When using only the stock Python libraries, creating and deploying AWS Lambda functions is straightforward. However, when you need a third-party library, you'll need to package the library and any other dependencies into the deployment zip. Unfortunately, the documentation on how to do this is sparse and spread across AWS, StackOverflow, and blogs.
The default AWS AMI image is based on RHEL, so we use a CentOS docker image to build and package all dependencies. Then, we pull the relevant Python site packages (ignoring internal Python packages) and the AWS Lambda handler into a ZIP archive. We complete the process by deploying to AWS Lambda.

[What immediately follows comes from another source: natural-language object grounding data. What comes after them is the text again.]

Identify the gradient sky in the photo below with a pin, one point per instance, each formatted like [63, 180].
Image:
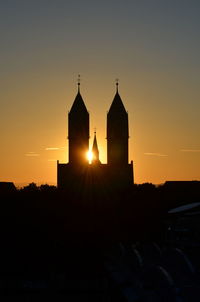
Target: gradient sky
[152, 46]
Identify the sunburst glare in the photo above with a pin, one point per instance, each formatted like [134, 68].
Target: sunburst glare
[89, 156]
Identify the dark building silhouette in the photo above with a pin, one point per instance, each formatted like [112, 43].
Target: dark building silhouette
[78, 131]
[117, 173]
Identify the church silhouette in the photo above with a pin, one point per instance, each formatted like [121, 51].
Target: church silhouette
[78, 172]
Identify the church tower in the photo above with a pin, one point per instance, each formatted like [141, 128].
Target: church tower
[78, 131]
[117, 132]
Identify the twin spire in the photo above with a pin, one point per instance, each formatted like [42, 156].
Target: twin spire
[79, 111]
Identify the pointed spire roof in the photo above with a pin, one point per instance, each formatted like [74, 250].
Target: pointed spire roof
[78, 104]
[117, 105]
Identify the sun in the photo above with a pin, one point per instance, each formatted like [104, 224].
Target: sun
[89, 155]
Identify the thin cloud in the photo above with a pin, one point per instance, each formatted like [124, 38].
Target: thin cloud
[52, 148]
[155, 154]
[190, 150]
[33, 154]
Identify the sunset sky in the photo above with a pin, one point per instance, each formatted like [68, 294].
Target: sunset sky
[152, 46]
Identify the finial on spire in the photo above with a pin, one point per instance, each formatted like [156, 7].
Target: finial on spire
[117, 84]
[79, 82]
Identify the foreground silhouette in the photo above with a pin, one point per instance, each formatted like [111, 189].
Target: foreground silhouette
[54, 240]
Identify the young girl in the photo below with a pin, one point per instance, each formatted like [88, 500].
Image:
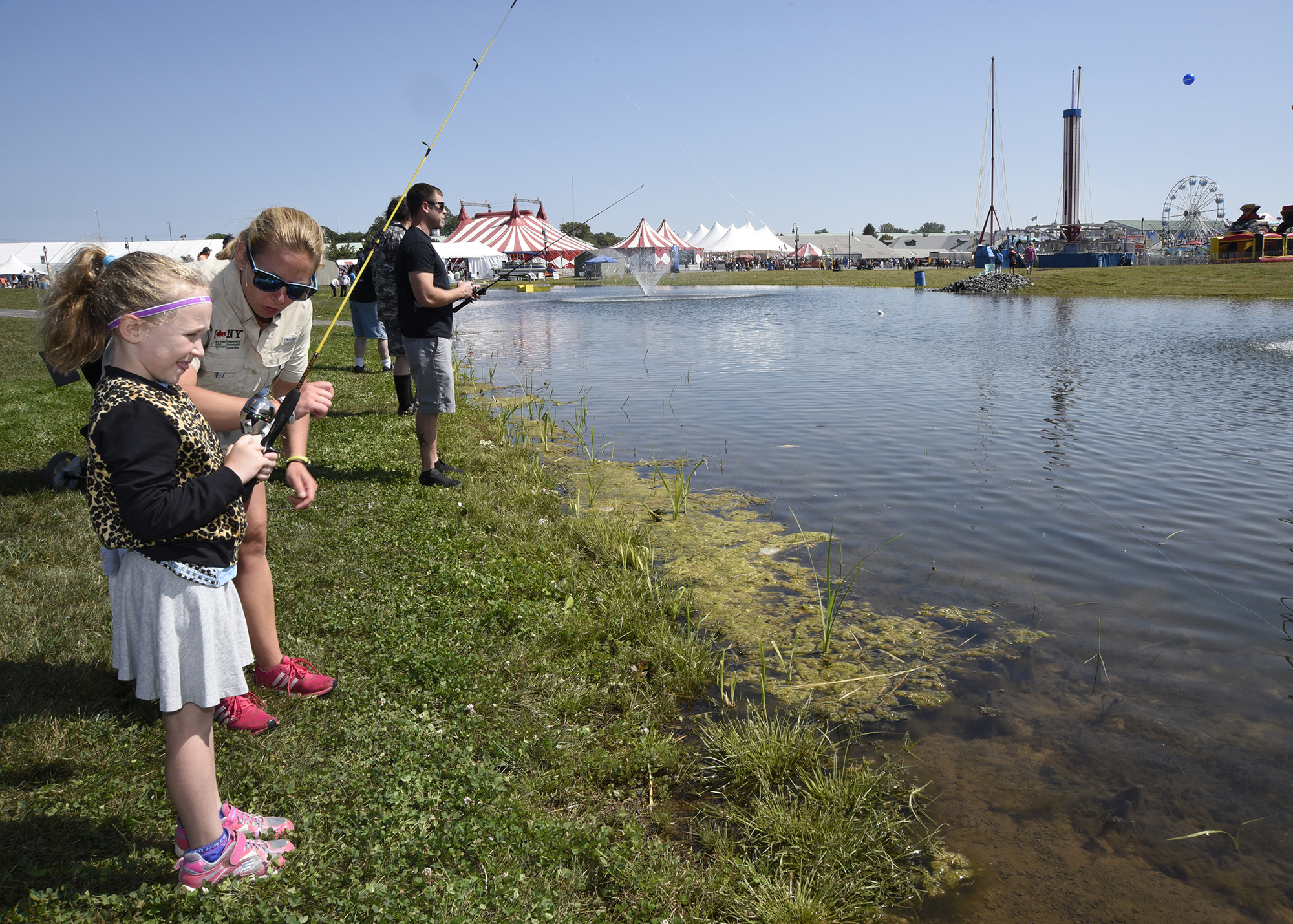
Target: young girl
[167, 506]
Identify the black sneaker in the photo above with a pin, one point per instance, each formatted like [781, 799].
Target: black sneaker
[431, 478]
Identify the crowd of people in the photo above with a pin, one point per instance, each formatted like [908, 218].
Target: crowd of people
[835, 264]
[178, 489]
[32, 280]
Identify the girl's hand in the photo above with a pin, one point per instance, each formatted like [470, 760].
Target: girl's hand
[248, 460]
[271, 460]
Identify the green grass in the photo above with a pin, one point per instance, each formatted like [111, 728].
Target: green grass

Usage: aws-lambda [OPTIONS] COMMAND [ARGS]...
Options:
--role TEXT Role ARN
--profile TEXT AWS credential profile
--bucket TEXT S3 bucket to upload deployment
--help Show this message and exit.
Commands:
all Build-package-deploy-run in one step
build Build image with dependencies
deploy Deploy to AWS Lambda
package Create AWS Lambda package
run Run deployed AWS Lambda function
- FUNCTION
- Name of the AWS Lambda function to be invoked by the client.
- PACKAGE
- A standalone Python source file (aka the AWS Lambda handler). This is where the actual work happens.
- METHOD
- The entrypoint to the handler. When combined with `PACKAGE`, the combination of `PACKAGE.METHOD` is the name of the handler configured in AWS Lambda.
- ROLE
- The AWS resource name (ARN) for the role. It can also be defined using the `AWS_ROLE_ARN` environment variable.
- BUCKET
- The name of the S3 bucket used for deployment. It can also be defined using the `AWS_S3_BUCKET` environment variable.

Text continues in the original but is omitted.